Potential users who tend to self-medicate and health professionals working with them should be clearly aware of the risks associated with kratom consumption [92]. As it emerged from this and other previous studies [93], kratom is advertised and sold online as “cheaper alternative” to traditional opioid replacement therapies, as a painkiller for chronic pain, or as an anxiolytic remedy in psychiatric population, with no need of medical prescription or supervision. This encourages a tendency to self-medicate and could become a serious problem for unaware doctors prescribing medication to a patient who is a regular kratom user or in case of acute intoxication related to the substance. Another issue of concern is the action of other isolated compounds (e.g., speciociliatine, speciogynine, and paynantheine) whose effects were not inhibited by naloxone in animal studies [22, 23], meaning a potentially very difficult management in case of overdose. Therefore, in this scenario, the risk of adverse reactions or possible misdiagnosis might be very high. It might also be worth adding that kratom use is not detected by conventional drug screening tests as advanced tests, like liquid chromatography-tandem or ion-mass spectrometry, are required [7]. We also reiterate here the importance of focusing and asking direct questions on the nature and patterns of drug intake, including medical products diversion and consumption of NPS, during clinical assessments [94]. Given that nowadays polydrug use represents the norm rather than the exception, especially in emergency settings [90], the simultaneous use of drugs should also be promptly identified, investigated, and well discriminated. Future studies should explicitly examine the effects of the combination in complex patterns of polydrug intake, including kratom, to fully understand the synergistic effects and associated clinical and toxicological implications. Attention should also be paid to the motivations behind such behaviours, social norms, stigma, availability, and other lifestyle factors.

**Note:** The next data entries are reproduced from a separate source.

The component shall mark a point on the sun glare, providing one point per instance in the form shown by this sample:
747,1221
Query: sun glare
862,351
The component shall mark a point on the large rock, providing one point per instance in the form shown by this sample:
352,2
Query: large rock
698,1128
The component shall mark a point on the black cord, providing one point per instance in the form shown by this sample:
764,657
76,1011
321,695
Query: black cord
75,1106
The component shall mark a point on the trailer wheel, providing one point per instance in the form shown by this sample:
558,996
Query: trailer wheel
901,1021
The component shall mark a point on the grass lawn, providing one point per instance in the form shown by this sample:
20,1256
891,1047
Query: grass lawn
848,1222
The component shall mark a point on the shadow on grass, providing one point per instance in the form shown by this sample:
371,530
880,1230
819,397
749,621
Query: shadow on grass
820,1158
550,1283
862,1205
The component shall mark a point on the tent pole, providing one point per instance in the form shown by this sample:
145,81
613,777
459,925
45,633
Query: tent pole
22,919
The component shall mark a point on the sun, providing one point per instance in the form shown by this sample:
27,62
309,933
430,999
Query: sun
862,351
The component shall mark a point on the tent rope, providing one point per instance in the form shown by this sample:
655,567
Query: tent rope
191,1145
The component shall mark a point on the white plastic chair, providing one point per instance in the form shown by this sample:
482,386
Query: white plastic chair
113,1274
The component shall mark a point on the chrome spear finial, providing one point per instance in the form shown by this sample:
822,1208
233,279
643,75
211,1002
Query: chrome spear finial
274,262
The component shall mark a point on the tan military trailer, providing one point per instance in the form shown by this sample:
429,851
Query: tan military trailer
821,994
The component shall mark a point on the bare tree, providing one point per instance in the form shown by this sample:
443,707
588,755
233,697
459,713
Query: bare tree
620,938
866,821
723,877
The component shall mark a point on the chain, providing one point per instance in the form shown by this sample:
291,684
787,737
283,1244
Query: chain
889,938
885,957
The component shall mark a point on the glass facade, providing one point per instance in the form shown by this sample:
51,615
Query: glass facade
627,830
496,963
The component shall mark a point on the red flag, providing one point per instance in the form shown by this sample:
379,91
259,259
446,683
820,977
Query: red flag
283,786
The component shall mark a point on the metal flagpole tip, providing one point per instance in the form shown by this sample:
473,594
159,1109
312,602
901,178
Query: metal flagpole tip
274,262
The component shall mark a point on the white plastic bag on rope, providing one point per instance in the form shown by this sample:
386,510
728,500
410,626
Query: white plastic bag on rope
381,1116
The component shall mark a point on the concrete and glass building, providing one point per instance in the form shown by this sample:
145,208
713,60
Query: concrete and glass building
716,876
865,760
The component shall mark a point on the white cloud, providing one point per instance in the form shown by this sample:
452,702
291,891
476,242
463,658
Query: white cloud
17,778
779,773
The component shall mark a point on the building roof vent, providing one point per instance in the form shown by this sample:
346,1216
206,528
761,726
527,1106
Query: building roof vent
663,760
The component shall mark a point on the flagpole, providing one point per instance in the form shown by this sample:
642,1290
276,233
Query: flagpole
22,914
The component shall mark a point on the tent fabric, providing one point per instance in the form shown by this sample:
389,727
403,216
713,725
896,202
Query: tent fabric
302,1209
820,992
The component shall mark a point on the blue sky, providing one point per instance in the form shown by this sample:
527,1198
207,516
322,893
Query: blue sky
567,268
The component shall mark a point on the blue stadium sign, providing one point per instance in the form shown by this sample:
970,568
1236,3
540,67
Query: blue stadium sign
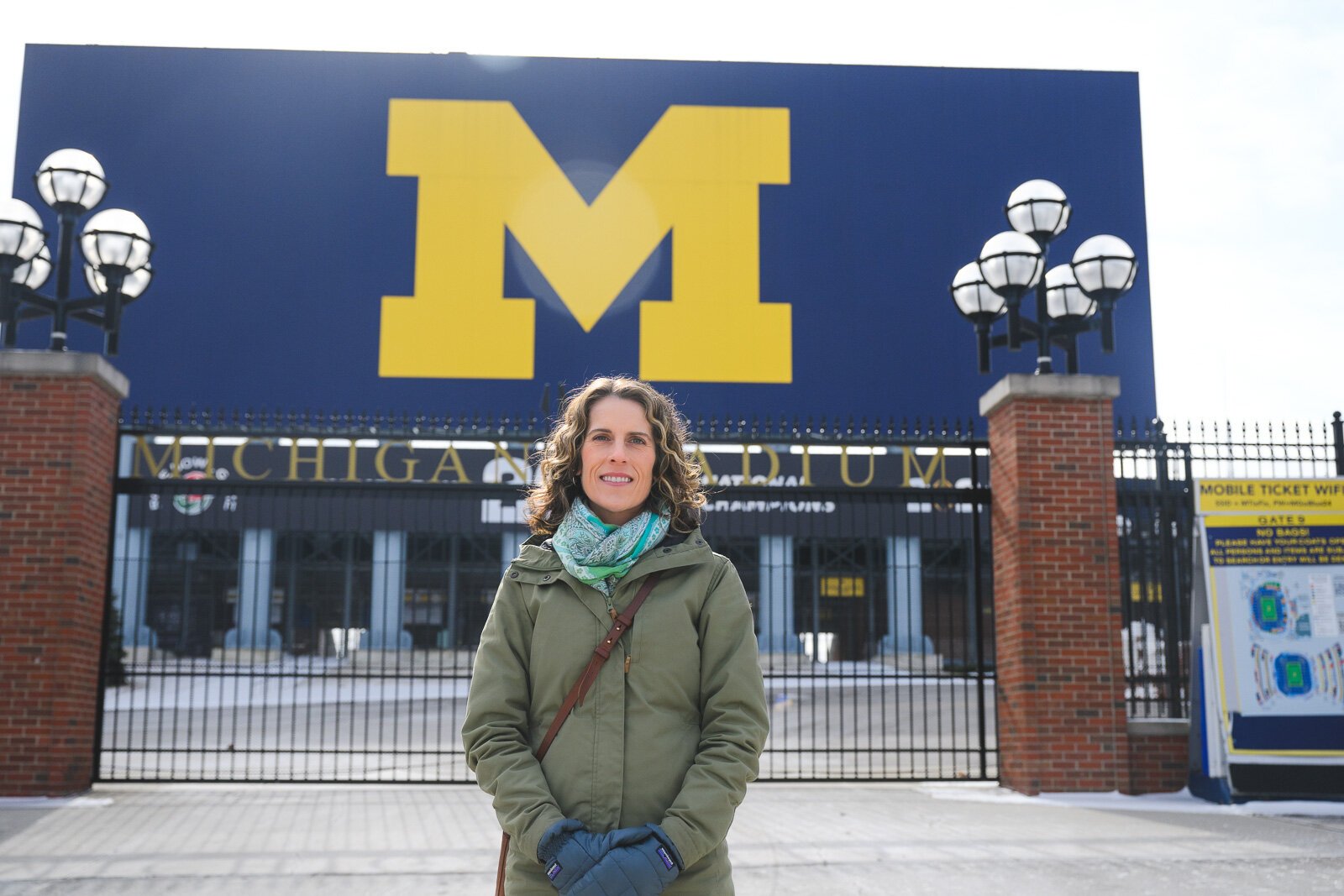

Surely, a possible limitation of our analysis could be given by the fact that publicly available websites, fora, and similar sources were also considered and included together with a systematic literature review. One could wonder about the limitations of carrying out a risk assessment of a drug while taking into account also the online comments. It may be inappropriate to trust information obtained from the Internet without independent verification and we did not have any possibility here to ascertain if the substance the online alleged drug users were taking was indeed kratom. On the other hand, online reports about kratom seem genuine and many users illustrate their detailed experiences as proper experiments on themselves. Thus, in the lack of relevant peer-reviewed data, the online monitoring seems to be indeed a very useful method to obtain preliminary information about new and emergent phenomena [95]. Further, as demonstrated by the outcomes of this study, a better international collaboration is necessary to tackle this rapidly growing drug trend.

Conflict of Interests

The authors declare that there is no conflict of interests regarding the publication of this paper.

Acknowledgments

This publication arises from collaborative activities and staff exchanges among collaborating institutions funded by the European Commission. The authors would also like to acknowledge the contribution of the Canadian Centre on Substance Abuse (CCSA), the Public Health Agency of Canada, and the World Health Organization (WHO) for granting access to the Global Public Health Intelligence Network (GPHIN) database to support the web-monitoring activities.